Preguntémonos entonces cómo impedir el riego insuficiente de oxígeno por las arterias de un país que necesita hoy más que nunca recobrar funciones con un pronóstico halagüeño hacia la descentralización. Y así ganar vitalidades en la operatividad de una economía interna que se dinamiza con nuevas formas de gestión, y recibir a su vez del medio externo aires nuevos, soplos que no tienen por qué ser nocivos cuando los caminos están ya legalmente despejados.
No se pueden perder de vista a esta hora ciertos factores que predisponen y albergan el riesgo, como las hipertensiones propias que generan los cambios, o los ánimos improvisadores sin la capacitación adecuada a la hora de darles cauce, forma y fecha a los emprendimientos, bien por la cuenta propia de las partes, o en núcleos cooperativos.

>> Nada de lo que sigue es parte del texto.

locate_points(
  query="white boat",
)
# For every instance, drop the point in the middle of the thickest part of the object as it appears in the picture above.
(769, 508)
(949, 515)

Y es que el cuadro clínico de cada caso ha de marcar el tiempo de asistencia primaria y su posterior tratamiento, justo en el escenario en que afloran los síntomas.
Pero vuelvo a consulta. Insisto en cuidar el funcionamiento del miocardio de esta cotidianidad compleja. Si removemos la agitación con que anda casi siempre el corazón ciudadano de Cuba, no será difícil advertir trombos peligrosos, o lo que es igual, obstrucciones en los flujos que conectan nuestra realidad, por exceso de burocratismo, engaño, timo o desprotección al consumidor, sedimentaciones rígidas de pensamiento, y rupturas formales en los «vasos» por los que sangra el mal de algunos servicios. Causa dolor en el pecho saber que la ausencia de cierto civismo ha permitido la aparición de otras «cardiopatías» severas, como la indolencia o la falta de estímulo creativo, en un país de corazonadas inéditas, pálpitos generosos, contracciones y dilataciones que han ido y venido con los tiempos, cuyo ventrículo seguro y único para su marcha, desde hace más de 50 años, es el izquierdo.
No hay por qué esperar a que el electro exprese el daño para extirpar algo anómalo, si existe tanto tejido sano en la corpulencia estrecha de mi Isla, si habita tanta gente buena por estos lares, que enseñan, al igual que el libro de Amicis, o que remedian pesares, como los que han dado alma a estas líneas, confundidas para no morir de súbita emoción.
Por eso, con el permiso de las lecciones de Enrique, con esta licencia médica que me he tomado, a sabiendas de que podrán excusarme los entendidos padecen la analogía de alguna arritmia periodística, y con el apego especialísimo a mi padre, cuyos latidos a salvo están aquí también, no quiero más que terminar mi prescripción como lo es Cuba en esencia, alegre, orgánica, armoniosa, como son las paternidades cincuentonas, como lo dijo Van Van, y ahora lo sugiero yo: ¡Dale, dale con el corazón, muévete, muévete!